Но вот же — на северной стене — плакат, который все объясняет. Вот она, связь. Четко виден только серп луны, а фон настолько темный и размытый, что даже неясно, где находится человек, стоящий на коленях в центре композиции. Что это? Тюремная камера? Темница? Канализационный коллектор? Гребаная старая изба? Нет, мне правда очень интересно.

Название соответствующее: «Темная ночь души». Не лучше и не хуже любого другого. И еще цитата. Ну-ка, что у нас тут? «Сердце мистика чувствует, что печаль и страдания служат вратами на пути к свету истины. Не беги от тьмы, ведь однажды она приведет тебя к свету».

Так. Даже не смей говорить мне о темной ночи души.

Поэтому я здесь, серьезно? Это что, шутка?

На какой помойке ты откопала этот пафосный бред? Кто сказал тебе, что нужно пройти через подобное? Это заблуждение. В каком саду лжи ты выкопала идею о том, что боль и уныние не являются неестественными состояниями, с которыми надлежит бороться? Какой внутренний изъян привел к такому отклонению и убедил тебя, что избранный тобою путь теней хоть сколько-нибудь нормален?

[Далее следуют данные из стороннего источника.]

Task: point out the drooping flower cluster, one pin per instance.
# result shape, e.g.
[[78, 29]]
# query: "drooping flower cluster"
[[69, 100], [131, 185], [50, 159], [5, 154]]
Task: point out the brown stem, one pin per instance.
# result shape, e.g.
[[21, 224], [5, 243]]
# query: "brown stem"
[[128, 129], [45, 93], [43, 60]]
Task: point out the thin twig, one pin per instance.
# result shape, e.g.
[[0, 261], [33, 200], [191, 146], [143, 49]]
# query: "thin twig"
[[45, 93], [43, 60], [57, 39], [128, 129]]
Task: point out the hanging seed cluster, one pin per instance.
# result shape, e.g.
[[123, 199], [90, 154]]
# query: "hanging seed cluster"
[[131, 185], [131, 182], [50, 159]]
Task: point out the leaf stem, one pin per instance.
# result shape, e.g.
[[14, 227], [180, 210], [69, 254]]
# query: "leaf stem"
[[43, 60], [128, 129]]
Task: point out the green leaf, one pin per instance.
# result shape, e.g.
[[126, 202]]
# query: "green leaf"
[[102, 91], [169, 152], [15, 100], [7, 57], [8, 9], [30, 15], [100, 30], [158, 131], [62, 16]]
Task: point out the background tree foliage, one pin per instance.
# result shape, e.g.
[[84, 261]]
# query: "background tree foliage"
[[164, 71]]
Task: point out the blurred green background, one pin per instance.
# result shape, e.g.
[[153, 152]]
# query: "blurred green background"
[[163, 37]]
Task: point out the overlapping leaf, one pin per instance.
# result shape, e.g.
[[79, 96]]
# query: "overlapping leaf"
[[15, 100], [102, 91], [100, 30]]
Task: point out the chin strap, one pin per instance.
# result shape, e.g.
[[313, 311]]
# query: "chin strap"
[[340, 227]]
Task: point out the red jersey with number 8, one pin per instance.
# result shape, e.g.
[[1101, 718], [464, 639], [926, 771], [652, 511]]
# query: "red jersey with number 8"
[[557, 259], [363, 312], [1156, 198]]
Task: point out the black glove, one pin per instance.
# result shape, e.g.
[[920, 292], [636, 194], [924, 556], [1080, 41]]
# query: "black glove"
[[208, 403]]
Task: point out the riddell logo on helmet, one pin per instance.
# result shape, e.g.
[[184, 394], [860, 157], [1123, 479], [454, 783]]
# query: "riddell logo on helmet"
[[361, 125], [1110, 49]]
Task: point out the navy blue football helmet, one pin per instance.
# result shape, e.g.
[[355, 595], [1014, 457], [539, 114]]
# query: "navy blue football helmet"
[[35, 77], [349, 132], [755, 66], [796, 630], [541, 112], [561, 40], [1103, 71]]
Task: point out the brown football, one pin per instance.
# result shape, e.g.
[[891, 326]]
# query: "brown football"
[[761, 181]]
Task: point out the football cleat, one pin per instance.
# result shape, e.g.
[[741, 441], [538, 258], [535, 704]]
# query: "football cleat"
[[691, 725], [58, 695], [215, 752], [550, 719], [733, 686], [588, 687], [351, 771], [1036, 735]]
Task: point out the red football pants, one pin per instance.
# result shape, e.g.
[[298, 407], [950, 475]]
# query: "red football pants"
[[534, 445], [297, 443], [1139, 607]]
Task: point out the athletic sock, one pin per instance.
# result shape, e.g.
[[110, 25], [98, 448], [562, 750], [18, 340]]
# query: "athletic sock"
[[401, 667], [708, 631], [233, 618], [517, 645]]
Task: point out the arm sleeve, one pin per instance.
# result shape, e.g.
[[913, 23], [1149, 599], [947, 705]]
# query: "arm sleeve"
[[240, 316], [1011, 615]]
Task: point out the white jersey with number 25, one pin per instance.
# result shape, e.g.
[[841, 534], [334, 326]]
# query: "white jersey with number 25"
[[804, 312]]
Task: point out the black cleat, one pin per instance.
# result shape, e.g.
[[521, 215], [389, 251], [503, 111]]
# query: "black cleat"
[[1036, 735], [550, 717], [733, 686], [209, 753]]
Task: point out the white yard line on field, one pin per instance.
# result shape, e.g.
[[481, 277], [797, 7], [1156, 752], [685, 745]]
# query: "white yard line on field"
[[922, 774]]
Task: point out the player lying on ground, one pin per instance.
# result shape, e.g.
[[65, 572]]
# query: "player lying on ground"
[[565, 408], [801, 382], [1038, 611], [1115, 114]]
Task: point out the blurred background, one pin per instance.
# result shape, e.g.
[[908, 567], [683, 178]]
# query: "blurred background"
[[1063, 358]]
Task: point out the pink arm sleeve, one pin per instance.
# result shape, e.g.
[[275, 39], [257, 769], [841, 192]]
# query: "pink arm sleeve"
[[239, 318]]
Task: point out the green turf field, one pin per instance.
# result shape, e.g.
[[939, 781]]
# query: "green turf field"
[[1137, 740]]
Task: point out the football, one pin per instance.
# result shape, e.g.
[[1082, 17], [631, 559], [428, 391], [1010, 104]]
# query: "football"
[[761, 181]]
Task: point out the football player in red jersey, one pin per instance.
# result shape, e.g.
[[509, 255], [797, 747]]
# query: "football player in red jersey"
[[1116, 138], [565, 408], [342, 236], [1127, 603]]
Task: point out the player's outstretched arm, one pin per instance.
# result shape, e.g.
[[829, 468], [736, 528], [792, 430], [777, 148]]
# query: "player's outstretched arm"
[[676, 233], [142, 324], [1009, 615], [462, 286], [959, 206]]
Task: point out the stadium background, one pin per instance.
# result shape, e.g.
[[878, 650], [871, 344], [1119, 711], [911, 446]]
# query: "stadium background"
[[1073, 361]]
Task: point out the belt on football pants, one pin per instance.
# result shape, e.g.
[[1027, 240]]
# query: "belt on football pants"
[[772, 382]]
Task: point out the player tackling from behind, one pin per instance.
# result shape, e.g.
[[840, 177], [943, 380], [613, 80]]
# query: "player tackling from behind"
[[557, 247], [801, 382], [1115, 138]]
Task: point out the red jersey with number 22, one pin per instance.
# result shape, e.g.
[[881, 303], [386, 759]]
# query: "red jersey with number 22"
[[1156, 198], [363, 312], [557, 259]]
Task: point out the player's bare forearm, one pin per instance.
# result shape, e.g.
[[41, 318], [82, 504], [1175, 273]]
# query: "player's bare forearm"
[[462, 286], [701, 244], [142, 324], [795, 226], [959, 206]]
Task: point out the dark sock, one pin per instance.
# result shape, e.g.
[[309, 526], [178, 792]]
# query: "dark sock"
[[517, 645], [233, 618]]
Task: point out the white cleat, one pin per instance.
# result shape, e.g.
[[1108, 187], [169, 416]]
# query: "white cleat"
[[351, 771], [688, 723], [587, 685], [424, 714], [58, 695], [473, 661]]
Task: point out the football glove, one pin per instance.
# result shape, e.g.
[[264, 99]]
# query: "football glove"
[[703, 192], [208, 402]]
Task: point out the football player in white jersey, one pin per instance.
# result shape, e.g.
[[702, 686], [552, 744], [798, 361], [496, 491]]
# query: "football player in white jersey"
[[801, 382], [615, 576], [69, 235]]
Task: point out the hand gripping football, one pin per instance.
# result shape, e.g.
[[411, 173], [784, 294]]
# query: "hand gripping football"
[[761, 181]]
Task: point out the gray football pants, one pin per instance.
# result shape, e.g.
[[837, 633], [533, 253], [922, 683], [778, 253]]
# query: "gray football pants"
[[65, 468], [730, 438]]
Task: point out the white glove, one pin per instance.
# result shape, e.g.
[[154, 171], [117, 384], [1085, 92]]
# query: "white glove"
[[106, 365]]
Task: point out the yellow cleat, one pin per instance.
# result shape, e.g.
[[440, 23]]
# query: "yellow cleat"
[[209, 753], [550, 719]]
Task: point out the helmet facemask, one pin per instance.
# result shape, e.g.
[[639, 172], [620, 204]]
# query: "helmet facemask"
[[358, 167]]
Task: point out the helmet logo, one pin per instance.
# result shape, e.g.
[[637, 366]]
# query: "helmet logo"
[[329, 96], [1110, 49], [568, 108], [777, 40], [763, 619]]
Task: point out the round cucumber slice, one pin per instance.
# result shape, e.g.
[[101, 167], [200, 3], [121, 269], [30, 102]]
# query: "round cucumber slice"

Меня и то растили лучше. Мне обещали куда больше. Мне обещали.

Это — мое по праву рождения. Это — мой долг. И я получу счастье, которого заслуживаю.

А ты? Ты стала жертвой худшего вида пропаганды.

И куда тебя это привело?

Так не должно было быть. Так не планировалось. Ни для тебя, ни для меня, ни для кого, и все, кто думает убедить меня в обратном, — все обнаруживают, что свет сопротивляется. Свет не хочет покидать вас.

Теперь-то мне все ясно. Я считал тебя куда опаснее, чем ты есть. Ты всего лишь очередная марионетка, пустышка. Жертва бесконечных ошибок мышления и собственной дремучей глупости. Ты просто не могла взять в толк, что мир настолько изобилен, что все принадлежит тебе с рождения, и, чтобы получить это, достаточно сказать «да». Ты невероятно усложнила себе жизнь.